Salt on my Face!

Om Die Dam with Vlam


The Old Mutual Om Die Dam 50km & Half Marathon in Hartbeespoort is a race with a reputation, not only for its magnificent views, but also for its legendary climbs. Ask any regular runner about Saartjiesnek and you are bound to get an earful. This year saw more than 6 000 athletes tackle this ultra, which celebrated its 20th anniversary and included a new 10km event. Vlam Pieterse, a member of Hartbeespoort Marathon Club, led a six-hour pacing bus to a qualifying time for Comrades.

The alarm rang at 4am. Was it really time to get up? My back was still sore from climbing up and down a ladder helping with decorations at the finish area of the race. I was wondering if I would make it.

At the start my bus passengers were gathered and I gave the final instructions about our race strategy. I felt a lump in my throat as Jan de Wet prayed in nearly all 11 official languages. We were on our way. At the first watering point I shouted to the bus, “Make sure you take enough fluids as it is going to be a hot day!”

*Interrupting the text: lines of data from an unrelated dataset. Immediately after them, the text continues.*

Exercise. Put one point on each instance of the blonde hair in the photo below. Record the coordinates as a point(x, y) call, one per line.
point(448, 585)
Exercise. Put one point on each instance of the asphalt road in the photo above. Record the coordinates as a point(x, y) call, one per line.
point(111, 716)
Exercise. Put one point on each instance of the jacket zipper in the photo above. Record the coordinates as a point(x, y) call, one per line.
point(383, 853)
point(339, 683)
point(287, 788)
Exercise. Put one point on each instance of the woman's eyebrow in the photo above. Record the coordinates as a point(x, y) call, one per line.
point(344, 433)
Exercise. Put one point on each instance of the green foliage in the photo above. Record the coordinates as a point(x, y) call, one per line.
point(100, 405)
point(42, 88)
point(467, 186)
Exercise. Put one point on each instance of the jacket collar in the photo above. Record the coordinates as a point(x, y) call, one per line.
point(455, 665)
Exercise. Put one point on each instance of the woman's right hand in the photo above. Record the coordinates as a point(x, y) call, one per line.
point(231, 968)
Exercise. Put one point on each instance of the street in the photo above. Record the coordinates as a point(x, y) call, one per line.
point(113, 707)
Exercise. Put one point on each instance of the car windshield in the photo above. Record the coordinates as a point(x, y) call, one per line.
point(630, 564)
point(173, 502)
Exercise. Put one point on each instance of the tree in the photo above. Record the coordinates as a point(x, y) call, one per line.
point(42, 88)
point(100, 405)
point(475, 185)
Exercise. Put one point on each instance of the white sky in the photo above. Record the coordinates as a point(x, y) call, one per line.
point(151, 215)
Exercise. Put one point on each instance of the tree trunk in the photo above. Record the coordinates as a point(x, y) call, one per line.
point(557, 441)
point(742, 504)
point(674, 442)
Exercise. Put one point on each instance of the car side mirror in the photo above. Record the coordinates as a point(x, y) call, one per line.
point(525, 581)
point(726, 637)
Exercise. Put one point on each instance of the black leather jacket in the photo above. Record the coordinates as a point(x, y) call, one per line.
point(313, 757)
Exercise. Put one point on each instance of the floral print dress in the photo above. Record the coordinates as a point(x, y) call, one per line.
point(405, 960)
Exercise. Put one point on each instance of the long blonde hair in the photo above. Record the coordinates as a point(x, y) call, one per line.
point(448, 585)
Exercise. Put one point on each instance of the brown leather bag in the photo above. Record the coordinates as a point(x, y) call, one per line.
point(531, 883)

Commando Nek came early in the race and was the first of several climbs. “Walk firm and brisk. There is no time to waste,” I reminded them. With a few short runs in between our walking breaks, we were at the top. “Slow down. Remember speed kills,” I shouted. We made our way along the route as it reached to the long bridge crossing the dam and on to Pecanwood.

The route followed a steep climb from Pecanwood up to the chicken farms and our bus began to grow in size towards Pelindaba. “Ons is op die paal,” I shouted, referring to the method of walking two to three telephone poles and running the next five. I tried to set short goals to help the runners forget about the bigger picture.

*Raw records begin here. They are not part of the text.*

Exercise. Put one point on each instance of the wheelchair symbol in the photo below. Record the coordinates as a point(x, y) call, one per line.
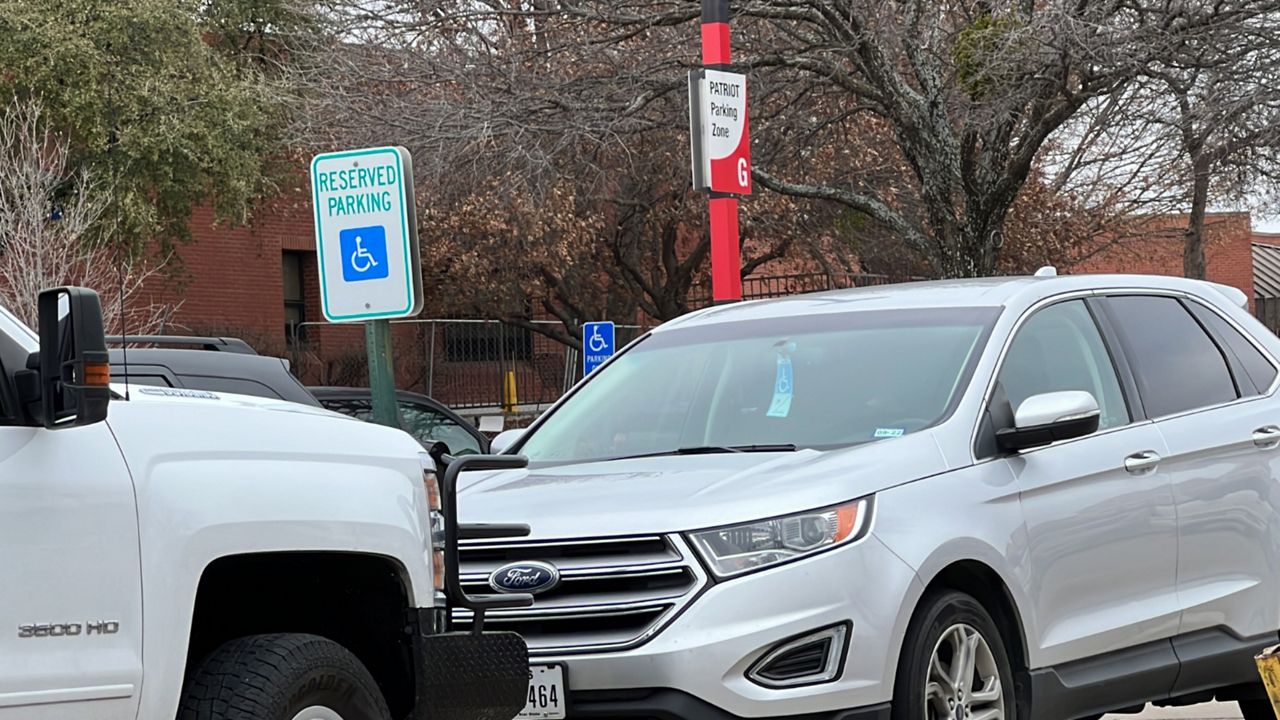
point(362, 260)
point(595, 342)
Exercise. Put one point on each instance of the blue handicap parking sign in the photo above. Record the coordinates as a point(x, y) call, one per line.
point(364, 254)
point(597, 345)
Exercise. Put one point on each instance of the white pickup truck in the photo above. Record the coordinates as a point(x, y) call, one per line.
point(205, 556)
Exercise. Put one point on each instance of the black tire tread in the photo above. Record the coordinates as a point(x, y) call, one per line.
point(1256, 710)
point(927, 611)
point(247, 678)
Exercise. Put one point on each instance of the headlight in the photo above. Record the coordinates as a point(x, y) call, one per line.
point(754, 546)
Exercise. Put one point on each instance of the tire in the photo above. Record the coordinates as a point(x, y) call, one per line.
point(926, 692)
point(283, 677)
point(1257, 710)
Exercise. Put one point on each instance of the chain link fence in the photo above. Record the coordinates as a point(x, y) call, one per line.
point(489, 364)
point(466, 364)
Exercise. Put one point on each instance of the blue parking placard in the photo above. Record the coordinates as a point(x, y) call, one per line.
point(597, 345)
point(364, 251)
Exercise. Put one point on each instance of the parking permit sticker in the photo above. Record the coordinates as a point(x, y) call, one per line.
point(782, 384)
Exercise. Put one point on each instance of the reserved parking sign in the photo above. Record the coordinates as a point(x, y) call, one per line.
point(366, 235)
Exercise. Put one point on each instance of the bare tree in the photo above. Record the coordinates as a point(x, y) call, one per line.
point(1225, 121)
point(48, 215)
point(960, 96)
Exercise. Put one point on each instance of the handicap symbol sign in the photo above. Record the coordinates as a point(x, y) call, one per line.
point(597, 345)
point(364, 254)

With the infamous Saartjiesnek approaching, many runners grew quiet. “One last big hill and we can almost taste victory,” I encouraged. As we ran down the other side, we started making up for lost time. We passed Meerhof School where piles of milk tarts lay in wait to lift our spirits. Most runners were tired as we crossed the dam for the last time. “A little bit of suffering now and a lot of glory waits,” I assured them.

When we reached Malan Street we had to run almost 10min/km to finish under six hours. “Who still needs to qualify for Comrades?” I asked. About eight hands shot up. “Stay with the bus and you will make it!” As we turned the last corner the announcer started counting down: 20, 19, 18… We all started sprinting and crossed the finish line with seconds to spare.

Thanks to everyone for all the support. See you in the next bus!